Après avoir grandi à Mels (SG), dans la région de Sargans, Josef «Joe» Ackermann a fait carrière chez Credit Suisse. Il est ensuite parvenu à la tête de la Deutsche Bank et est devenu l'ennemi numéro un des médias allemands en tant que «prototype du capitalisme froid».
Cette semaine, Josef Ackermann a présenté son autobiographie «Mein Weg». Il y passe en revue sa vie, justifie ses actions en tant que manager et se penche en détail sur la chute de la banque suisse. Blick a rencontré le banquier controversé dans un bureau du quartier zurichois de Seefeld pour un entretien.
Sur la débâcle de Credit Suisse
Monsieur Ackermann, dans votre livre, vous écrivez à propos de la fin de Credit Suisse: «Je n'ai jamais eu autant honte que ce jour-là.» Pourquoi?
La Suisse est l'une des principales places financières du monde. Mais au cours des vingt dernières années, elle a perdu beaucoup de ses atouts. Autrefois, nous avions cinq grandes banques, puis plus que deux. Et depuis le 19 mars 2023, plus qu'une seule. Cela me bouleverse. En tant que Suisse en Allemagne, j'ai toujours raconté à quel point notre pays était formidable. C'est pourquoi j'ai eu honte de la Suisse lors de la fin de Credit Suisse.

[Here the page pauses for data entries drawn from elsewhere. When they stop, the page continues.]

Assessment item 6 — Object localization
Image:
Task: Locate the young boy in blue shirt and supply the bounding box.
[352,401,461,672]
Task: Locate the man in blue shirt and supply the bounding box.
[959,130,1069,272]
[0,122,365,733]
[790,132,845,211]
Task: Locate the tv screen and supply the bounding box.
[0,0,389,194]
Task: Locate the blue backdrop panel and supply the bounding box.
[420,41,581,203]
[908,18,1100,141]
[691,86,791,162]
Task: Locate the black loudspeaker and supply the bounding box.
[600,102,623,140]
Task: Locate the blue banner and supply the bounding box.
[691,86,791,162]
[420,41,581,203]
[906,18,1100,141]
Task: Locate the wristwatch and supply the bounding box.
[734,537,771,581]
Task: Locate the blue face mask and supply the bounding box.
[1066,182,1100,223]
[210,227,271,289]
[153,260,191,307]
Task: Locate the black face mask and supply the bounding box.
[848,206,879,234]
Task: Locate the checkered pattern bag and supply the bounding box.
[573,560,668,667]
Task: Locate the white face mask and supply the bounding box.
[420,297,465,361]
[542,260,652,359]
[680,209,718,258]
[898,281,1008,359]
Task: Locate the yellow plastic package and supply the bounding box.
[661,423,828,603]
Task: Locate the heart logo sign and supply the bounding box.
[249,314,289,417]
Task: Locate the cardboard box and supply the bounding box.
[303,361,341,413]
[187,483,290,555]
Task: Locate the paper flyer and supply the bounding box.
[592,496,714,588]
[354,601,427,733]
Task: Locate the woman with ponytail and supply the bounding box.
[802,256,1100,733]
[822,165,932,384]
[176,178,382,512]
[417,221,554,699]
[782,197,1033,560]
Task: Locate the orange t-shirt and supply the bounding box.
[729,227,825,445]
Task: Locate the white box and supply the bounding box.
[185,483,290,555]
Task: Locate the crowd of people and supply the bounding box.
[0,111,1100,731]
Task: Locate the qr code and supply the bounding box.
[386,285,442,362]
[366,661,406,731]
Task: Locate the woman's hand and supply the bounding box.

Vous ne tenez pas seulement la direction de Credit Suisse responsable de cette tragédie, mais aussi la Finma, la BNS et la «classe politique». Ces derniers auraient été dépassés.
Les autorités sont restées trop longtemps spectatrices en espérant que tout se passerait bien. La communication a également été mauvaise. Monsieur Jordan n'a pas dit clairement qu'il soutenait Credit Suisse à hauteur de 200 milliards de francs, il a uniquement parlé de 50 milliards. Ce n'est pas ainsi que l'on rassure les marchés. J'ai trouvé étrange l'analyse de la ministre des Finances Keller-Sutter. Elle a souligné à plusieurs reprises que la reprise de Credit Suisse n'était pas une opération de sauvetage de l'Etat, mais une «solution commerciale». C'était un peu ambigu.
A la Finma, vous critiquez le manque de «personnel de pointe». Qu'entendez-vous par là?
Le conseil d'administration de la Finma n'a aucune personne ayant occupé un poste de haut niveau dans une grande banque internationale. Comment ces personnes peuvent-elles comprendre ce qui se passe? C'est exactement la même chose pour le Credit Suisse: presque plus personne n'y voyait clair. On dit toujours que les conseils d'administration devraient être indépendants. Mais je n'y crois pas. L'expérience et le savoir-faire sont bien plus importants.
Avec un conseil d'administration composé de banquiers, les conflits d'intérêts sont inévitables.
On peut y remédier en se récusant pour les affaires délicates. Ce qui est décisif, c'est que les banquiers comprennent quelque chose à la matière, contrairement aux personnes étrangères à la branche, qui sont certes complètement indépendantes, mais qui n'ont aucune connaissance du sujet.
Comment comptez-vous changer cela?
Il faut une formation ciblée pour les membres des conseils d'administration des banques. Il ne suffit pas de suivre un séminaire sur la gouvernance d'entreprise, la numérisation et la gestion du personnel. L'activité bancaire est très complexe. Si vous voulez évaluer les risques de marché, vous avez besoin d'une bonne formation pour pouvoir poser les bonnes questions. Les membres du conseil d'administration devraient être obligés de suivre un cours accéléré sur le secteur bancaire.
Chez Credit Suisse, Axel Lehmann était président du conseil d'administration. Avez-vous eu des contacts avec lui pendant la crise?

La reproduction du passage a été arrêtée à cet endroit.